『推し、燃ゆ』宇佐見りん
推しが燃えた。ファンを殴ったらしい。
あまりにも簡潔で苦しい書き出しに心を掴まれ、この本を手に取ったのはちょうど1年前のこと。実際に推しが燃えたことをきっかけに、再び読んでみることにした。
まず、何よりも読みやすく綺麗な文章だった。どこまでもまっすぐに推しを推す主人公の心の描写が、自然に入り込んでくる。普通なら言語化できないような推しへの感情がなだれこんでくる感覚はちょっと不思議だった。
"その坊主を好きになれば、着ている袈裟の糸のほつれまでいとおしくなってくる。そういうもんだと思う。"
"どんなときでも推しはかわいい。甘めな感じのフリルとかリボンとかピンク色とか、そういうものに対するかわいい、とは違う。顔立ちそのものに対するかわいいとも違う。どちらかといえば、からす、なぜ鳴くの、からすはやまに、かわいい七つの子があるからよ、の歌にあるような「かわいい」だと思う。"
これは本文中からの抜粋なのだけれども、私は一時期付箋をはりつけていたほど大好きな文で、ただただ語彙力が有り余るオタクを前にどきどきすることしかできなかった。そう! 語彙力の高いオタクだから、全然嫌な感じがしない。「解釈する」ことで推しを推す主人公は、頭が良くなくとも民度が高い。
でも、この小説はオタクとしての感情が爆発するようなコミカルな描写は殆どなくて、むしろ薄暗い日常の中で突如推しが燃えたことによってボロが出てくるという感じがした。勉強ができない、片付けができない、家族とうまくいかない、バイトに馴染めない、など、元からできなかったことが推しの炎上により何もできなくなってしまう主人公を見るのがひたすらに苦しかった。色々な意味でしんどい小説。主人公の背骨である推しが折れて、ばらばらになって、骨を拾って埋めていく悲しいお話。
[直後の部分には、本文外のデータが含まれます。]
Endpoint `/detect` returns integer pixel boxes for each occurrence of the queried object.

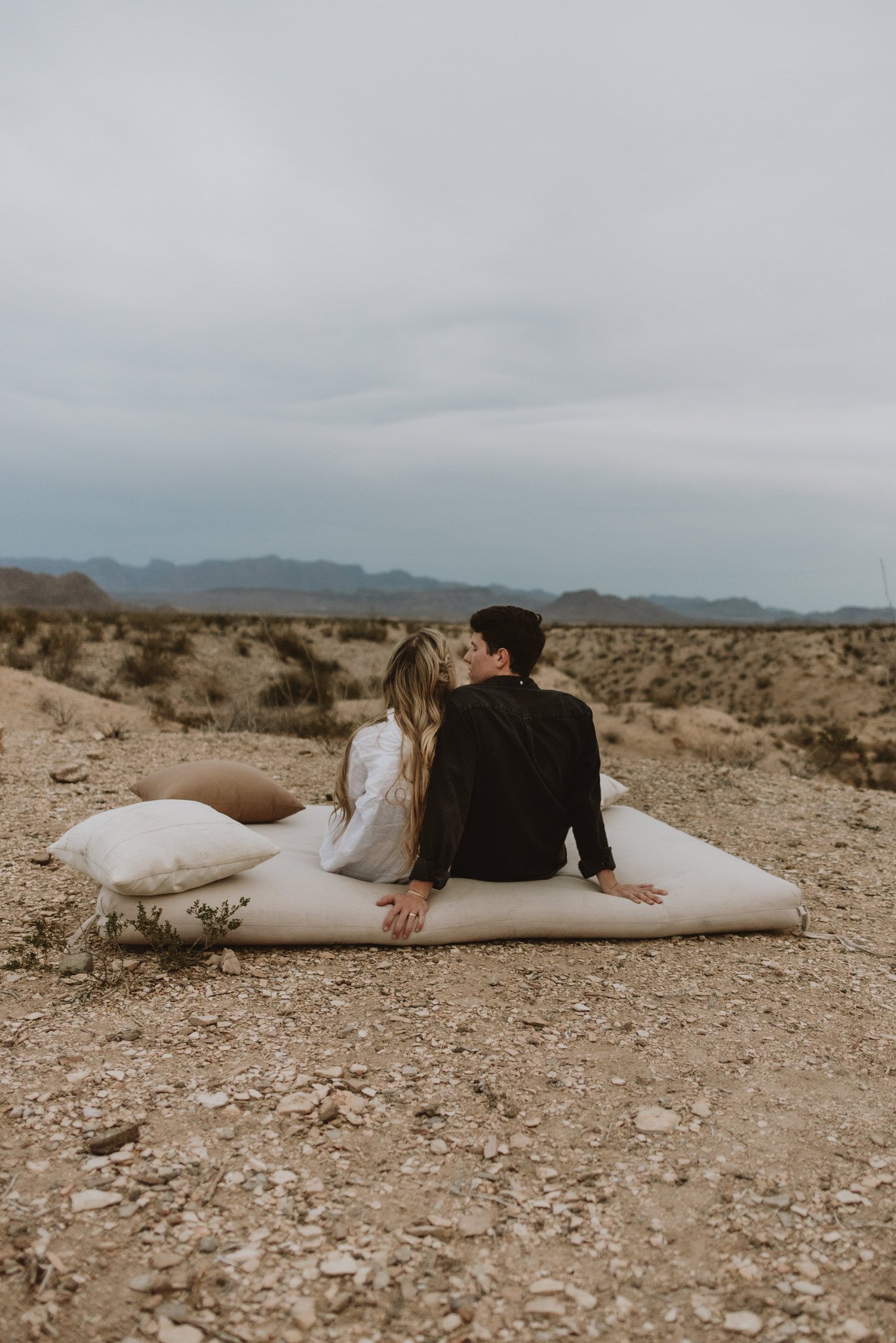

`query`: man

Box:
[378,606,667,938]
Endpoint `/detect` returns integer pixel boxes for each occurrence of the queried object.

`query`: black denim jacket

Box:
[411,677,615,891]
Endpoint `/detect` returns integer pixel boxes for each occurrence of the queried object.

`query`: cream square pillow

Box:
[49,799,279,896]
[600,774,629,811]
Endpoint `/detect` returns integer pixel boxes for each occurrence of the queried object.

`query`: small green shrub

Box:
[3,900,75,970]
[36,624,83,682]
[127,896,248,971]
[118,634,176,687]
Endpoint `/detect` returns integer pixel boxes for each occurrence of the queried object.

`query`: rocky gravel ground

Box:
[0,720,896,1343]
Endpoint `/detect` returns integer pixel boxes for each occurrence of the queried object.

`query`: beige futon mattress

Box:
[97,806,805,946]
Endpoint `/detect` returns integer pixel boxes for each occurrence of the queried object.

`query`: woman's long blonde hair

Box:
[333,630,456,870]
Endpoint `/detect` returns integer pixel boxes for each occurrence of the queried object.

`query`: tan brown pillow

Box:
[130,760,305,826]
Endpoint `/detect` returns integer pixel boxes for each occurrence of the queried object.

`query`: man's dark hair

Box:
[470,606,544,675]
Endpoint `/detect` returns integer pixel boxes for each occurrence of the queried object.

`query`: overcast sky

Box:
[0,0,896,609]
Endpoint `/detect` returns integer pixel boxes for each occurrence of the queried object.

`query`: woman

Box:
[321,630,454,883]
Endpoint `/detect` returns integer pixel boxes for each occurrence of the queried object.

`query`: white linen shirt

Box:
[321,709,411,883]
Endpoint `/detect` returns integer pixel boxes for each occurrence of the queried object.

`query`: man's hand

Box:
[598,868,669,905]
[376,891,429,939]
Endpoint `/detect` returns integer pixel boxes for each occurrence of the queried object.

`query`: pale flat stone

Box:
[71,1188,123,1213]
[320,1254,361,1277]
[277,1092,316,1115]
[634,1106,678,1134]
[289,1296,317,1330]
[525,1296,566,1315]
[457,1207,494,1235]
[791,1277,825,1296]
[563,1283,598,1311]
[723,1311,762,1339]
[196,1092,229,1110]
[156,1319,206,1343]
[220,947,239,975]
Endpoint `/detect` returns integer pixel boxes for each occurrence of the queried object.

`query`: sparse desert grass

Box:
[0,610,896,790]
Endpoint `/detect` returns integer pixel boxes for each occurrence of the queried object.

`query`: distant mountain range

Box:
[0,555,892,624]
[0,555,556,602]
[0,568,118,611]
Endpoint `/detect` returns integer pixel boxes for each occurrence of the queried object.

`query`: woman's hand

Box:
[376,891,429,939]
[598,868,669,905]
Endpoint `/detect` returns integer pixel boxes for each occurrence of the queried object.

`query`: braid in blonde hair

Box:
[333,628,454,870]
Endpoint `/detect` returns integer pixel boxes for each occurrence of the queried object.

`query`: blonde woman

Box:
[321,630,454,928]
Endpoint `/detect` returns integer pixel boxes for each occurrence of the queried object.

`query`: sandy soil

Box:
[0,673,896,1343]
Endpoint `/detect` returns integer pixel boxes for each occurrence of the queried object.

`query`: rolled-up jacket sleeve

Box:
[411,700,477,891]
[570,716,615,877]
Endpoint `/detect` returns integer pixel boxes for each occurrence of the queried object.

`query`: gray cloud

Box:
[0,0,896,607]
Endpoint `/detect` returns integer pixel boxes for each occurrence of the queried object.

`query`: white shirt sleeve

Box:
[320,716,411,883]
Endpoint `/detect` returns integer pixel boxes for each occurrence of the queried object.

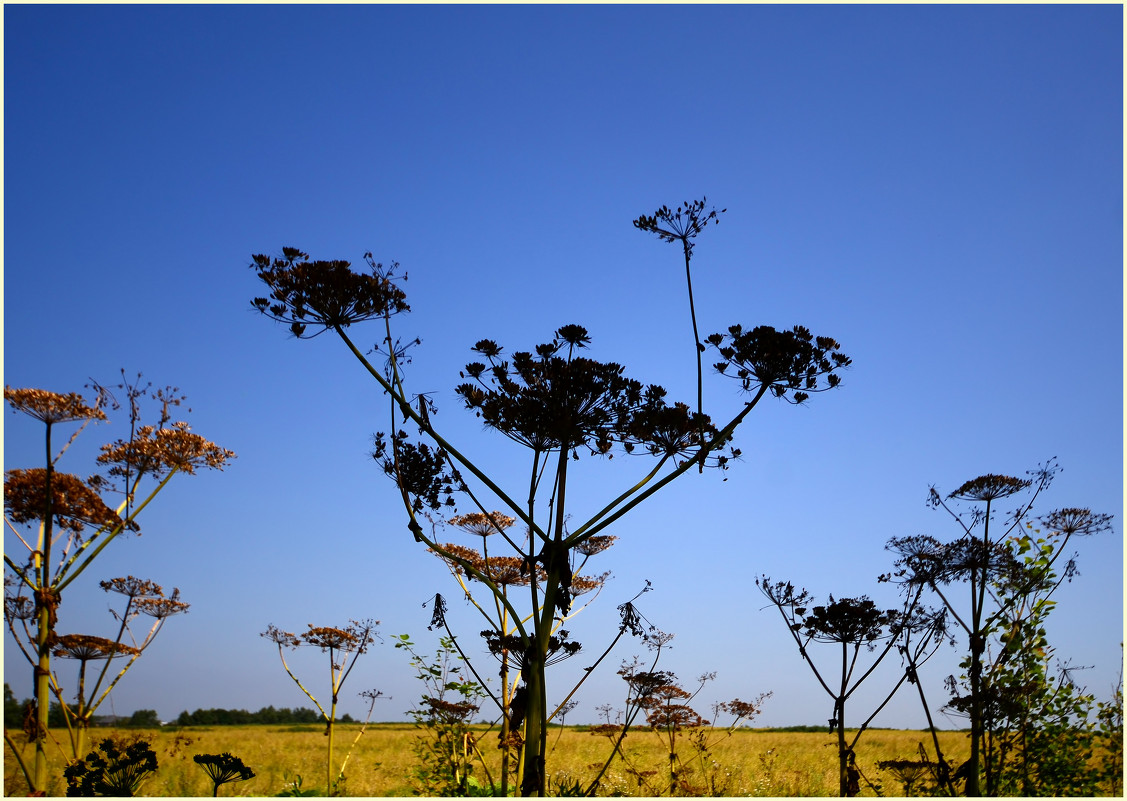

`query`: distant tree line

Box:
[176,706,356,726]
[3,682,356,729]
[3,682,160,729]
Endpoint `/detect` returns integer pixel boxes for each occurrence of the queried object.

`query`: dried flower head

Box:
[259,623,301,648]
[52,634,141,662]
[3,386,106,425]
[98,576,165,598]
[428,542,483,576]
[704,326,852,403]
[3,468,127,532]
[300,621,376,655]
[192,751,255,794]
[251,248,410,338]
[948,473,1032,500]
[633,197,728,252]
[571,534,618,557]
[98,421,234,475]
[1037,509,1112,536]
[133,588,189,620]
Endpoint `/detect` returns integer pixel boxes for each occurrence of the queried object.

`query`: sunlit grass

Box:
[5,723,967,796]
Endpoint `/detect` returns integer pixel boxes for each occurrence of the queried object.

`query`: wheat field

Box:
[5,723,967,796]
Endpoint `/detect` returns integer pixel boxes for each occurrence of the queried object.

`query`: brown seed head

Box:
[3,386,106,424]
[3,468,126,532]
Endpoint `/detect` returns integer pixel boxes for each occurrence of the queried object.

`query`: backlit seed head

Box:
[3,386,106,424]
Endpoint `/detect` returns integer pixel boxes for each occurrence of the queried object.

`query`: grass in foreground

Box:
[5,723,966,796]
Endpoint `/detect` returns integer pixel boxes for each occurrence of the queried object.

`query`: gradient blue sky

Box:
[3,5,1124,727]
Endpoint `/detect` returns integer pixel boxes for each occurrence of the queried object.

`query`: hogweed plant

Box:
[6,576,188,759]
[261,620,380,795]
[63,738,157,798]
[584,632,772,796]
[192,751,255,798]
[394,630,491,795]
[887,460,1111,795]
[3,378,234,792]
[755,576,942,796]
[244,201,850,795]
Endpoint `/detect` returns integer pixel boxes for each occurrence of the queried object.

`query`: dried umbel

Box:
[192,751,255,795]
[52,634,141,662]
[633,197,728,252]
[704,326,852,403]
[795,596,899,644]
[1037,508,1112,536]
[3,386,106,425]
[98,576,162,598]
[947,473,1032,501]
[3,468,126,532]
[98,421,234,477]
[251,248,410,338]
[133,588,188,620]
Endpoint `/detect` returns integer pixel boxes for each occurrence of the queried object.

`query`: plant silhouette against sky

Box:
[5,378,234,792]
[251,201,850,795]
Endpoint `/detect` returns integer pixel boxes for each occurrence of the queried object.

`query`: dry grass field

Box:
[5,723,966,796]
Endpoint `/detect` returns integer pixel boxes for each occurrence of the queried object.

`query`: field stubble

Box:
[5,723,967,796]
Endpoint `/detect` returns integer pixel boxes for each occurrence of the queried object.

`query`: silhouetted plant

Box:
[888,460,1111,795]
[755,576,931,796]
[63,739,157,796]
[192,751,255,798]
[5,378,234,792]
[252,199,850,794]
[584,644,771,795]
[261,620,380,795]
[394,634,491,795]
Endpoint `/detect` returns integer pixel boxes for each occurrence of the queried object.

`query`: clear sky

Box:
[3,5,1124,728]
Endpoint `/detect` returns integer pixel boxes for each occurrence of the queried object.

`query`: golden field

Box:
[5,723,967,796]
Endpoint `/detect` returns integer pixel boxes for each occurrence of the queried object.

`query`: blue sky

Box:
[3,5,1124,728]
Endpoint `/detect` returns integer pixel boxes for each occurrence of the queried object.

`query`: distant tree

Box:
[246,198,850,795]
[127,710,160,729]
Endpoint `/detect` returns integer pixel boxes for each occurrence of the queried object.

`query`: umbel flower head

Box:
[3,468,129,532]
[1037,508,1112,536]
[98,421,234,477]
[52,634,141,662]
[192,751,255,795]
[3,386,106,424]
[948,473,1032,500]
[455,326,715,455]
[633,197,728,252]
[704,326,852,403]
[251,248,410,338]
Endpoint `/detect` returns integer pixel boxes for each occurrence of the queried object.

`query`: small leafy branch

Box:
[394,634,491,795]
[3,378,234,792]
[261,620,381,795]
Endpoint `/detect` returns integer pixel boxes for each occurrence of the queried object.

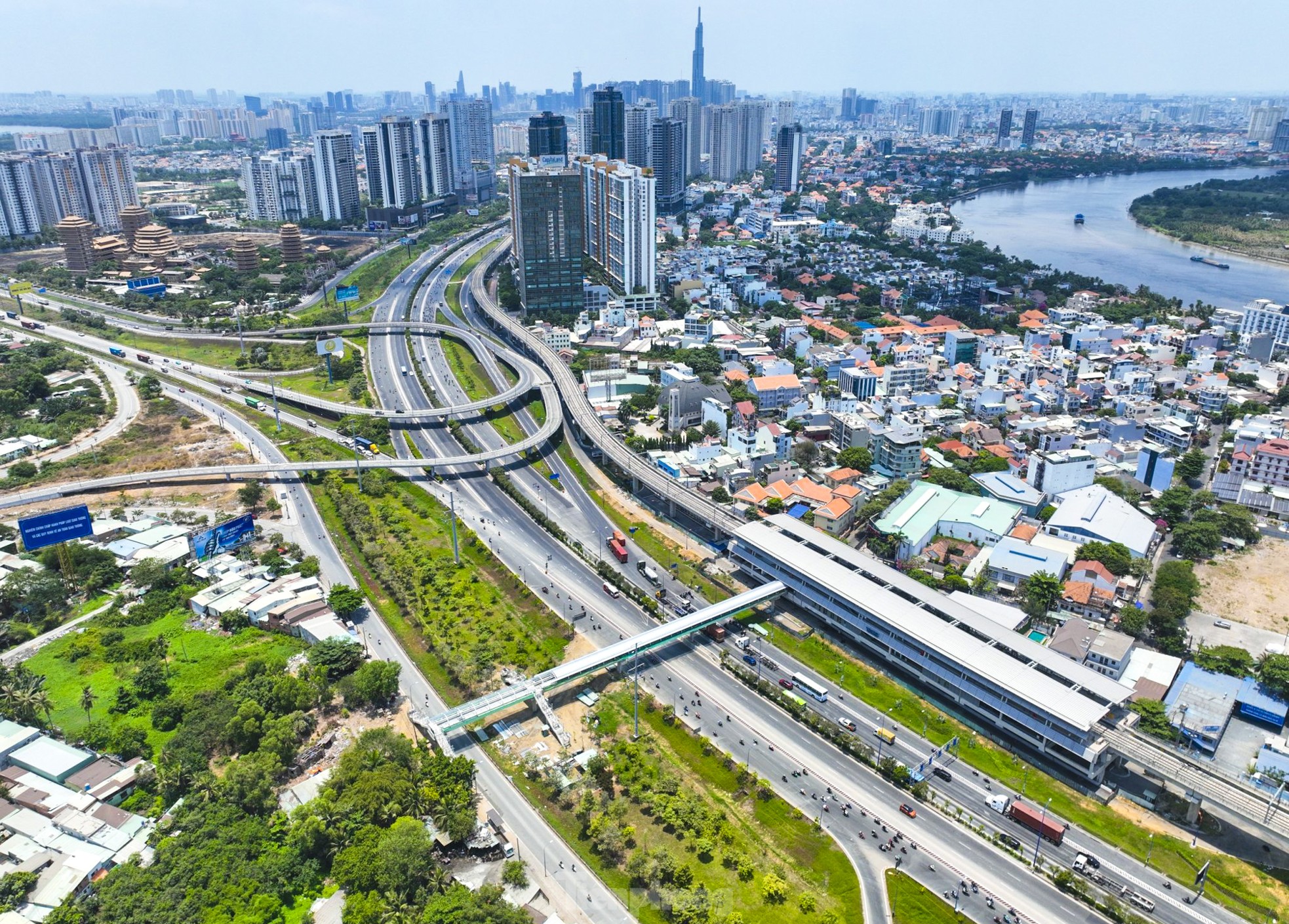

"寝起きするだけでシーツに皺が寄るように、生きているだけで皺寄せがくる。"
序盤にさり気なく書かれているこの文が、つらい。つらいなあ、と思う。
さて、もちろん文章も素敵なんだけれども、私がすごい!と思ったのは本の装丁だった。ダイスケリチャードの絵が描かれた可愛らしいピンク色のカバーを捲ると、痛々しいほど真っ青な表紙と、遊び紙と、スピンが現れる。これはあかりの推しカラーが青だからで、中に推しへの愛でいっぱいなのだと思うと細かい表現でにこにこした。真っ青な遊び紙にはきらきらとしたエフェクトがつけられていて、きれいだった。本文を読んだ後だと、胸がきゅうとなる。
芥川賞受賞作の中ではすごく読みやすいし、薄いし、色んな人に勧めたい本。推しがいるなら手に取ってみて欲しい。